You don't say anything about what environment you are working with and I would guess you're not working with a server-side environment. JavaScript normally works in a browser to respond to the user's clicks and mouse moves etc but strictly within the confines of the browser. What you are trying to do is perform I/O operations on the underlying OS that the browser is running in (if you are running locally) or on the server-side OS in a normal webpage environment.

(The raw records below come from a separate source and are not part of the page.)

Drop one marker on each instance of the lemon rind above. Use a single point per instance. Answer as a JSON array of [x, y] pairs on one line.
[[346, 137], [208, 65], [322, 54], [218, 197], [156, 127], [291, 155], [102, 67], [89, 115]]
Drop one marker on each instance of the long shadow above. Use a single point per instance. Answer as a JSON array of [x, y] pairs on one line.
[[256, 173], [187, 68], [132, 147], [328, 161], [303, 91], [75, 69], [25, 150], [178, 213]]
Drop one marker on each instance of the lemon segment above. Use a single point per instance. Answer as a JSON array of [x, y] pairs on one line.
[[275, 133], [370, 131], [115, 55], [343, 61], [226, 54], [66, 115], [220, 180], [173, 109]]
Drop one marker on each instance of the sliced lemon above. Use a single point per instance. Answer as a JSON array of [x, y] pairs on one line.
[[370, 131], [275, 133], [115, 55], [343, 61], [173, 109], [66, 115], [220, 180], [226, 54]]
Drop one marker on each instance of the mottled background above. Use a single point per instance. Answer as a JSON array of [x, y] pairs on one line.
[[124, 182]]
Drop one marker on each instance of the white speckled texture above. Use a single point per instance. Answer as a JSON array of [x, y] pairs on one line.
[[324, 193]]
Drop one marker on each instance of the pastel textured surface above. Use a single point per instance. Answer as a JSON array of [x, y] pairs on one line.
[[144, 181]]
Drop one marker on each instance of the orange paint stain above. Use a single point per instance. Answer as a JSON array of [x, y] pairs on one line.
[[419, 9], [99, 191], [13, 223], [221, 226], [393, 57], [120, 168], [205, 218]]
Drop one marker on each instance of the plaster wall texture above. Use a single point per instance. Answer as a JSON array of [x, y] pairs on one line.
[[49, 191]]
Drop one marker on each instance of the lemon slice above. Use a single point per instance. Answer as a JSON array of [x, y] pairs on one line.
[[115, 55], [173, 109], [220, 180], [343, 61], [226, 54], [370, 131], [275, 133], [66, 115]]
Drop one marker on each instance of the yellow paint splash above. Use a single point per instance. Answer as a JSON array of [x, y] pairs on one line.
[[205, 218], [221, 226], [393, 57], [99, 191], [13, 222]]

It's not just a security issue - JavaScript simply doesn't have any direct connection to the client's OS or the server-side OS for that matter.

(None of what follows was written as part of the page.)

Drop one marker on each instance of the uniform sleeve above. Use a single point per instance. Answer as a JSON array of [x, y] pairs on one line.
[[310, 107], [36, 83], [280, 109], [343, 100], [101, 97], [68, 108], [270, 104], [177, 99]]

What you need is a web server environment like Apache or IIS etc, probably running an environment like ASP.NET, JSP, PHP(with a nice framework like CodeIgniter), or, rather you than me, CGI.

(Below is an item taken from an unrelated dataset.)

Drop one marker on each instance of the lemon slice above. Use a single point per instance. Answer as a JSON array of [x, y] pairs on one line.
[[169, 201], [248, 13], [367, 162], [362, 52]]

The user clicks a link or a submit button, and sends a request to the server. The relevant server-side program processes the request, runs the I/O operation you talk about and responds with the text. JavaScript is irrelevant in most of that process. It only comes into its own again when you are trying to figure out how to display the response in some fancy dynamic way.
There are millions of tutorials out there:
Having said all that, there is a server-side JavaScript environment (http://nodejs.org/) but the point is you will always be restricted by the limitations of the http protocol which means that you send a request to a server, the server processes your request depending on your privileges as a client, performing an I/O operation if appropriate, and responds with a stream of HTML. It does not allow direct operations on the server.
None of this is easy. Expect steep learning curves.
Displaying the text file contents
Here's a sample JSP page which will read the contents of a text file then display it on the webpage. I haven't added any buttons or anything - it just demonstrates how to read a file on the server:
<%@page contentType="text/html" pageEncoding="UTF-8" import="java.io.*"%>
<!DOCTYPE html>
<html>
<head>
<meta http-equiv="Content-Type" content="text/html; charset=UTF-8">
<title>BufferedReader</title>
</head>
<body>
<%
String path = this.getServletContext().getRealPath("/target/message.txt");
File file = new File(path);
FileReader reader = new FileReader(file);
BufferedReader br = new BufferedReader(reader);
while(br.ready()){
out.print(br.readLine() + "<BR>");
}
reader.close();
%>
</body>
</html>
/target/message.txt
is the virtual absolute path (from the root of the webapp). The call to getRealPath
is the way you get a real physical path that allows you to create a File object.
I'll have a look later at using exec
to run a batch file, but now you're thinking of a powerful language/library like Java why do you want to run a batch file? Wouldn't it make sense to write the program in Java?